A binary search would help greatly! I could take 555-555 and compare it to the top or bottom half of the record file, then keep searching until i fine the line i need, grab the entire line, then substring the 99 out. The problem I have is I cant seem to get a proper integer conversion of the file because it contains both numbers AND text, and therefore I cant properly use <, >, = signs.
Any help on this would be greatly appreciated. The program I currently have actually works but is incredibly slow at times.
As one possible solution (not necessarily the best) you can add your record IDs to a Dictionary<string, int> (or even a Dictionary<long, int> if all record IDs are numeric) where each key is the ID of one line and each value is the line index. When you need to look up a particular record, just look in the dictionary (it'll do an efficient lookup for you) and gives you the line number. If the item is not there (non-existent ID), you won't find it in the dictionary.
At this point, if the record ID exists in the file, you have a line number - you can either load the entire file into memory (if it's not too big) or just seek to the right line and read in the line with the data.

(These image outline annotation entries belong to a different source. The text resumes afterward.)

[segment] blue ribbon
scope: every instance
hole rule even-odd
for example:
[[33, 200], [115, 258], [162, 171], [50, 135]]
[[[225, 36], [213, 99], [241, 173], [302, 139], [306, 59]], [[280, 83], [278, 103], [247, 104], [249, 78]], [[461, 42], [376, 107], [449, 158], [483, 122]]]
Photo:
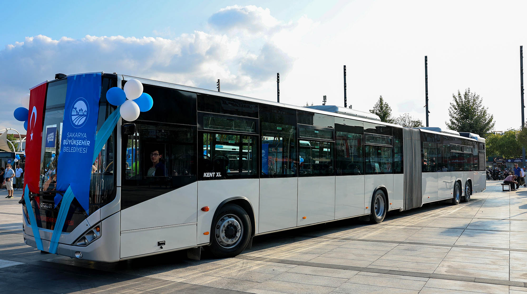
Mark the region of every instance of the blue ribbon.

For this to work, you have to go through the file at least once and collect all the record IDs from all lines and add them to the dictionary. You won't have to implement the binary search - the dictionary will internally perform the lookup for you.
Edit:
If you don't need all the data from a particular line, just one bit (like the location code you mentioned), you don't even need to store the line number (since you won't need to go back to the line in the file) - just store the location data as the value in the dictionary.
I personally would still store the line index because, in my experience, such projects start out small but end up collecting features and there'll be a point where you'll have to have everything from the file. If you expect this to be the case over time, just parse data from each line into a data structure and store that in the dictionary - it'll make your future life simpler. If you're very sure you'll never need more data than the one bit of information, you can just stash the data itself in the dictionary.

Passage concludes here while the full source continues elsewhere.